Un drame magnifiquement interprété et réalisé par Laura Bispuri est en compétition à Berlin

Réal. Laura Bispuri. Italie/Allemagne/Suisse. 2018. 100 minutes

Deux mères, la mère biologique et la mère adoptive, se battent pour gagner l'affection de leur fille de 10 ans au cours d'un été sarde chargé d'émotions, dans ce drame magnifiquement interprété et réalisé. Après le premier long métrage de la réalisatrice italienne Laura Bispuri en 2015Vierge jurée, qui a également participé à la compétition de la Berlinale,Ma fillepropose une autre histoire, bien que très différente, de la découverte de soi féminine. Mené par deux performances fabuleusement vitales des stars italiennes Valeria Golino et Alba Rohrwacher, il devrait certainement attirer d'autres félicitations du festival.

Bispuri et ses actrices offrent une étude saisissante de contrastes

Bispuri signale son approche robuste dès le départ, avec une séquence qui suit la jeune Vittoria (la nouvelle venue voleuse de scène Sara Casu), alors qu'elle surveille délibérément certaines festivités sur la plage. Une caméra mobile suit la jeune fille alors qu'elle entre dans un rodéo et, marchant entre les étals, interrompt un couple en train de faire l'amour debout en plein jour. Vittoria part rapidement et retrouve sa mère, Tina (Golino), qui – de manière un peu plus conventionnelle – achète de la barbe à papa. Il est immédiatement évident que la ressemblance de la jeune fille aux cheveux roux n'est pas avec la belle et pleine de silhouette Tina, mais avec la maigre blonde fraise Angelica (Rohrwacher), qui ajuste son tube mini derrière elle, ivre.

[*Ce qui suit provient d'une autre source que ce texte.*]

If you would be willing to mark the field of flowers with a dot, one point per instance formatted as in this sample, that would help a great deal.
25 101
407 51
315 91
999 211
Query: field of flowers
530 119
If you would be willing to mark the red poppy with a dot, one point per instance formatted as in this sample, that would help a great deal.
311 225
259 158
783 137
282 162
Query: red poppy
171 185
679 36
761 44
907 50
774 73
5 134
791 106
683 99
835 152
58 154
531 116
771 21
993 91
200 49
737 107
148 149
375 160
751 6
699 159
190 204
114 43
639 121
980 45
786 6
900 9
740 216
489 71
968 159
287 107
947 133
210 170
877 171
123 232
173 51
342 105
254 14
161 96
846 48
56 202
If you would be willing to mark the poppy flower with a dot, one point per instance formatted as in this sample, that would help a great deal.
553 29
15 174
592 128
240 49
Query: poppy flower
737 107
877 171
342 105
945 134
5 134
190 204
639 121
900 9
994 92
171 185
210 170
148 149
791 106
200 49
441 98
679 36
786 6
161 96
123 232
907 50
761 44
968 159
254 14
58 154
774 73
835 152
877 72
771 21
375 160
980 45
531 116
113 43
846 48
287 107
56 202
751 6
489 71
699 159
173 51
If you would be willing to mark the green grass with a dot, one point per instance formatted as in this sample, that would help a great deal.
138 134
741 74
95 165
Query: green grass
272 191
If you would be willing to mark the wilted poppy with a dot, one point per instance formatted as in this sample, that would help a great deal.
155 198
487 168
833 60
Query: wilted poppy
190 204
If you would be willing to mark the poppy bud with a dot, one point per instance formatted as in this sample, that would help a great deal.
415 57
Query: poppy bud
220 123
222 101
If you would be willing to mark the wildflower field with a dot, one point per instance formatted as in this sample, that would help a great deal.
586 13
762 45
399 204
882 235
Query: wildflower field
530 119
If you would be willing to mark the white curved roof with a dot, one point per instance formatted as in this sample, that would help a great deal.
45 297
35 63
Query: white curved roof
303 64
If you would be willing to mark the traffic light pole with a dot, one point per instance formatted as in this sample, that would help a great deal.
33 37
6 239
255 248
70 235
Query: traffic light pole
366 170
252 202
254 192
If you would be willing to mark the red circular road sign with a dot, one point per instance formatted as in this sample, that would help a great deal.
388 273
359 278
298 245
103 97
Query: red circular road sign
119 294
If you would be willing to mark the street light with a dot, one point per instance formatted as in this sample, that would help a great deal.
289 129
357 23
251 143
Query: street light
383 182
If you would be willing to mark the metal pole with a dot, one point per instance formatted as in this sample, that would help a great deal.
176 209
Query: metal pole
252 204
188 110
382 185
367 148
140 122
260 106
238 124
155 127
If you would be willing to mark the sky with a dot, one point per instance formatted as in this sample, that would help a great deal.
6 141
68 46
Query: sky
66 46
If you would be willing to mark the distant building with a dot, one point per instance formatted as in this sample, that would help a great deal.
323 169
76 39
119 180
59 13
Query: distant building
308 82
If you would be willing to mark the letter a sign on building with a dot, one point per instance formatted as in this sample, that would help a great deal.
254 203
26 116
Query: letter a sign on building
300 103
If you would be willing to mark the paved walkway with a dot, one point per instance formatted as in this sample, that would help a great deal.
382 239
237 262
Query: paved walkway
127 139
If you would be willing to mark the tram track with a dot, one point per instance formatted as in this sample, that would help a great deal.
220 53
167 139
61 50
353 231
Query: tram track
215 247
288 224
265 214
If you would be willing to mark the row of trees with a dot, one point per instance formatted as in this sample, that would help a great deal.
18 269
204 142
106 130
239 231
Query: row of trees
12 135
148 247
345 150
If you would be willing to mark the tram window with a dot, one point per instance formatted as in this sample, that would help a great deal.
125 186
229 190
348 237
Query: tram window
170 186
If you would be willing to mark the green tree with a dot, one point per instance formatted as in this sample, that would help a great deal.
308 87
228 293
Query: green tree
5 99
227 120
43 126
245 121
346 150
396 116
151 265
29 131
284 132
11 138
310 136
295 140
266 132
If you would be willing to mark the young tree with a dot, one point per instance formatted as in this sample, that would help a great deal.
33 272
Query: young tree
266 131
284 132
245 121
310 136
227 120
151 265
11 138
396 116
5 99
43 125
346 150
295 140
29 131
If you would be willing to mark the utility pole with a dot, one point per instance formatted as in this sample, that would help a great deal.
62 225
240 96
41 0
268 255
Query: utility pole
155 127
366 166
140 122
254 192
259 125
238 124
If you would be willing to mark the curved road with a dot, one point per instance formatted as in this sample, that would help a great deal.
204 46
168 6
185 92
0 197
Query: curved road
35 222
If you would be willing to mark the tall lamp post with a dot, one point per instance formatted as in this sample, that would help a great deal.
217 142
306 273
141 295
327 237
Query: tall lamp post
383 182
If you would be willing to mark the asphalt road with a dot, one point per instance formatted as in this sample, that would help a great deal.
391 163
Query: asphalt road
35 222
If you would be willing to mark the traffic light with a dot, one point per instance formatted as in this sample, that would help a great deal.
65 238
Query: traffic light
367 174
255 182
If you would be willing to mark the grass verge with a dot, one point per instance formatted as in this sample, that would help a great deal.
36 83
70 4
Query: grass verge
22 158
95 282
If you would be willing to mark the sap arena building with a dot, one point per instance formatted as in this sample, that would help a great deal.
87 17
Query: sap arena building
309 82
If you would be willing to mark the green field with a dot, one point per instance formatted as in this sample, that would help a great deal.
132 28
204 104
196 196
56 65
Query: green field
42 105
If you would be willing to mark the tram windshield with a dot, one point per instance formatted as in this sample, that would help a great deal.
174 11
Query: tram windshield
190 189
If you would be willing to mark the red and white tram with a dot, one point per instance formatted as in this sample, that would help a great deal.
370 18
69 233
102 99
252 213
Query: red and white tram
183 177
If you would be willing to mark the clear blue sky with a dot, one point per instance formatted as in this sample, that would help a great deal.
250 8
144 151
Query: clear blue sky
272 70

Bispuri et sa co-scénariste Francesca Manieri évitent de faire un mystère de leur scénario. Il est vite établi qu'Angelica est la mère biologique de Vittoria, qui vit dans une ferme délabrée au cœur de la campagne. Tina visite occasionnellement la ferme pour nettoyer et apporter des provisions ; quand elle et son mari Umberto (Michele Carboni) conviennent que « nous avons toujours fait ce que nous pouvions », il est clair qu'il s'agissait d'un accord informel et pragmatique entre l'amateur de plaisir habituellement ivre et un couple désirant un enfant. Et ça marche très bien.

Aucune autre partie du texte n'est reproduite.